About Tra-balliamo
Tra-balliamo — Italian for secondary schools
The title Tra-balliamo plays on the Italian verb ballare (“to dance”), reflecting the project’s goal of uniting language, movement, and culture in one creative, embodied experience.
The project led by Professor Laura Incalcaterra McLoughlin was funded by Post-Primary Languages Ireland (PPLI); the course -including the syllabus, aims and lesson plans- was designed and delivered by Dr Francesca Nicora and Dr Michela Dianetti in their capacity as research assistants.
The project introduces students to Italian through performative pedagogy — combining gestures, dance, and improvisation with vocabulary, pronunciation, and cultural discovery. Each session invites learners to move, speak, and feel the language, turning linguistic input into a physical and emotional experience.
Tra-balliamo was implemented across three Irish secondary schools in Galway (St. Mary's College, Our Lady's College, and Colaiste Ende), involving a total of 64 Transition Year students over several sessions. The initiative offers an innovative and inclusive way of teaching Italian through physical expression and performance.
Learning through our body
Drawing on the principles outlined in Dianetti and Nicora’s research (Didattica performativa: il corpo e la danza come strumenti di apprendimento linguistico), Tra-balliamo uses performative pedagogy to transform language learning into a multisensory experience. The method combines movement, rhythm, and gesture with linguistic input, activating multiple perceptual channels — visual, auditory, and kinesthetic — to reinforce comprehension and retention.
Students are encouraged to learn through doing: classroom routines involve movement-based tasks, short choreographies, and improvisational exercises that promote collaboration, trust, and social connection. Traditional Italian dances are introduced to highlight the intercultural dimension, while theatre-based activities — such as mime, vocal imitation, and dramatic expression — strengthen students’ pronunciation, rhythm, and confidence in speaking.
Each cycle culminates in a creative final task — a choreography and a short performance — allowing students to take ownership of their learning and experience Italian as a living, dynamic language.

Impact & Methodology
Tra-balliamo has shown how body awareness and movement can enhance linguistic and cultural understanding.
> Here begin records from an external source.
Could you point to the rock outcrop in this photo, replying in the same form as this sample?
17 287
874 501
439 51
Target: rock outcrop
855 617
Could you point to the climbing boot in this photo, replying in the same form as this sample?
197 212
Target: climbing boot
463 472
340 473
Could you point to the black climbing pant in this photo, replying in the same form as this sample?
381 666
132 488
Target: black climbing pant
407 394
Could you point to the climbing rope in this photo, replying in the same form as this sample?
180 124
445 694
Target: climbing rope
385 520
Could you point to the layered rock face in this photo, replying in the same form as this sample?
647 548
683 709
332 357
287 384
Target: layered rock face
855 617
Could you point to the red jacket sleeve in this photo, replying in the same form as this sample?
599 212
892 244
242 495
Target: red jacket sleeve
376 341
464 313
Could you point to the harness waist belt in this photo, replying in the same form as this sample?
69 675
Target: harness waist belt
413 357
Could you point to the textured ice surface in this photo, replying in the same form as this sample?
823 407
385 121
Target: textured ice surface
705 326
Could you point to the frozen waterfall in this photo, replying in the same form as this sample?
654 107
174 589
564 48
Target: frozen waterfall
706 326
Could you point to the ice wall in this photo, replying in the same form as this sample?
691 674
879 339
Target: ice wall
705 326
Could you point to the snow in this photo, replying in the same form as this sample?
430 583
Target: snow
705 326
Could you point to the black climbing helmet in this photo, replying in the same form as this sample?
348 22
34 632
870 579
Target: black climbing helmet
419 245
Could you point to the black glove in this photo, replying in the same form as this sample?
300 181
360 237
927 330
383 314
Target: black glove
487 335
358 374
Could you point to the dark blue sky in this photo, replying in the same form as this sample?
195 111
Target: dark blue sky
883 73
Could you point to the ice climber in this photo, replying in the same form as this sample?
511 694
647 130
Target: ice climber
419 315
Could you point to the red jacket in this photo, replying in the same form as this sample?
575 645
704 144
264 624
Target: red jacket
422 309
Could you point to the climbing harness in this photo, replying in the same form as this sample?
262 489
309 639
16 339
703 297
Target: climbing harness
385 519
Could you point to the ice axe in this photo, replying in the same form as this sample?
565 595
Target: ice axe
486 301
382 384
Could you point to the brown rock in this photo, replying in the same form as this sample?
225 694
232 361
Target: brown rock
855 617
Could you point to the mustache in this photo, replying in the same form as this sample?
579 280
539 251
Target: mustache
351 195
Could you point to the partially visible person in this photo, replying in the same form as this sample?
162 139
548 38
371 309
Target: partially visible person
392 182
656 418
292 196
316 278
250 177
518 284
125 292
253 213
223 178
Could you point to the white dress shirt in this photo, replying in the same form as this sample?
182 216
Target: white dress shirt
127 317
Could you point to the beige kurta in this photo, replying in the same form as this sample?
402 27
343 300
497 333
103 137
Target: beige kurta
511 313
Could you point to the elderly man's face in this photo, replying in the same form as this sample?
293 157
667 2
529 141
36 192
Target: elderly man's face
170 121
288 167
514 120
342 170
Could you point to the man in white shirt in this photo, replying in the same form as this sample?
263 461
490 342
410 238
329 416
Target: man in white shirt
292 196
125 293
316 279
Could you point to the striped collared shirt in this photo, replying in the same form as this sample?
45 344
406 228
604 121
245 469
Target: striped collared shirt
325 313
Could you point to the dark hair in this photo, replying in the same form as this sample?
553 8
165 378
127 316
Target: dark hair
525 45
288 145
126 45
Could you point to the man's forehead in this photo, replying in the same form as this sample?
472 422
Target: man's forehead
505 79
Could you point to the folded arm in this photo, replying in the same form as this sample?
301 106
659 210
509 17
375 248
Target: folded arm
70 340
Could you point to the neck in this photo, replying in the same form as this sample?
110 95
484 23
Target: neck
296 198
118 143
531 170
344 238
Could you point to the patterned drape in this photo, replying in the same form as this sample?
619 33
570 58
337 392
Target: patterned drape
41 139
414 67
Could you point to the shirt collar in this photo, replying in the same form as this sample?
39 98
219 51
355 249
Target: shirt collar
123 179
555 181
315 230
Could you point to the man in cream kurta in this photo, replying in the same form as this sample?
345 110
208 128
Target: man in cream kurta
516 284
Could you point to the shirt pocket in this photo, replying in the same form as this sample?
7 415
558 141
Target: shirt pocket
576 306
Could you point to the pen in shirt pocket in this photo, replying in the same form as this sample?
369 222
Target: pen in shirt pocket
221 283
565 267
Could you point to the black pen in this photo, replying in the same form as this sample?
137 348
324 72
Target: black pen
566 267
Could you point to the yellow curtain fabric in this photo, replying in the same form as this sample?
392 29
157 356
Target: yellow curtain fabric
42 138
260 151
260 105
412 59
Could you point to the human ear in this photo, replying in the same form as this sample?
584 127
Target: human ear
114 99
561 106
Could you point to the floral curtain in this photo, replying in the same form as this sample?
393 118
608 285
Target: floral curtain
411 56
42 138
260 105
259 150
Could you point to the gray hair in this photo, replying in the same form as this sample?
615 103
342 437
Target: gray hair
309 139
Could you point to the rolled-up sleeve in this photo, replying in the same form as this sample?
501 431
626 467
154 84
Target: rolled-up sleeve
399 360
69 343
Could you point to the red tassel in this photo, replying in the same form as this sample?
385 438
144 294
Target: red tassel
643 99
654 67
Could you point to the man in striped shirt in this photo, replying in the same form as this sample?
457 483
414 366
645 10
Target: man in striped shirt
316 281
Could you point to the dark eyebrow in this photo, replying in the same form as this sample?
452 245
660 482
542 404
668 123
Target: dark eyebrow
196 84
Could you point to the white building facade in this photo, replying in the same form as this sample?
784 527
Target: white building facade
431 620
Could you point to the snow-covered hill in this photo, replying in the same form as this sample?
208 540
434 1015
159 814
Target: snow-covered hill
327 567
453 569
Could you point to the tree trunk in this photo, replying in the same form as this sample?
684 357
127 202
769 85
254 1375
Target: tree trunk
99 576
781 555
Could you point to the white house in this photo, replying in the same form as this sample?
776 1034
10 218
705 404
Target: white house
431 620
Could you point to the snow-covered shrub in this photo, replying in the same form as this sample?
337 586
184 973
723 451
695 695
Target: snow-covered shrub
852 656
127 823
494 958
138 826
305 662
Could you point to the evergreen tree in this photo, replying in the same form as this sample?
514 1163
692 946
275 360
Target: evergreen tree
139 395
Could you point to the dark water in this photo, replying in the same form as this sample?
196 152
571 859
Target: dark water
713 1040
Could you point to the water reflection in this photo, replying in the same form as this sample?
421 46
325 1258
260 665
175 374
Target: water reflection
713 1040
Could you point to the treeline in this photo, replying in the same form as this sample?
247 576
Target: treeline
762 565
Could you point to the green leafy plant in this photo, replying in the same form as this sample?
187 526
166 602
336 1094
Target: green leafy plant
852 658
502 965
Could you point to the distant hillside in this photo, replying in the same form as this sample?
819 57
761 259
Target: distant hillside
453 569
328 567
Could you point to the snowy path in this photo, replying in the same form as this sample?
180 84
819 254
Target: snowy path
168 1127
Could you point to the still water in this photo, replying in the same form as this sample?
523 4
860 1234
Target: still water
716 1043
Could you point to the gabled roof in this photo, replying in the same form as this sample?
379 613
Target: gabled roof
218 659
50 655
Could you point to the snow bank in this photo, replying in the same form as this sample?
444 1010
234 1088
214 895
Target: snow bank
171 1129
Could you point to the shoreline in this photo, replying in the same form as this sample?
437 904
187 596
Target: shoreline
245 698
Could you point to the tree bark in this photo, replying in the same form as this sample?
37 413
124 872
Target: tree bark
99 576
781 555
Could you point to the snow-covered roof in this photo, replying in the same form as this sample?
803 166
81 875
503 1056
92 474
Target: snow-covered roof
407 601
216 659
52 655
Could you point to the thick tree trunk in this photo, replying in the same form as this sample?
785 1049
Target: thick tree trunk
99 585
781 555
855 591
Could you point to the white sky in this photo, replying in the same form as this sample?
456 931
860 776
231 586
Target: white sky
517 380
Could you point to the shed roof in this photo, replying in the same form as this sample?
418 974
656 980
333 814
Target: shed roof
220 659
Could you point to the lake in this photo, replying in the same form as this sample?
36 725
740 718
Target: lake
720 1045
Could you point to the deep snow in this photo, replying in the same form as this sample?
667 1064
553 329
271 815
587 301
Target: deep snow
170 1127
By alternating brief physical activities with moments of linguistic reflection, students develop not only the four core skills — reading, writing, speaking, and listening — but also transversal competences such as cooperation, empathy, and creativity.
This embodied approach helps reduce anxiety, increase focus, and foster a sense of well-being, all of which are essential to successful language acquisition. The project demonstrates that language learning is most effective when the mind, body, and emotions are engaged together, creating lasting connections between words, actions, and meaning.
Beyond its immediate classroom success, Tra-balliamo stands as a valuable teaching resource for Italian educators. The materials, methods, and activities developed through the project provide a model for teaching Italian — and foreign languages in general — in a performative, movement-based way, enriching language education with creativity, expressiveness, and cultural depth.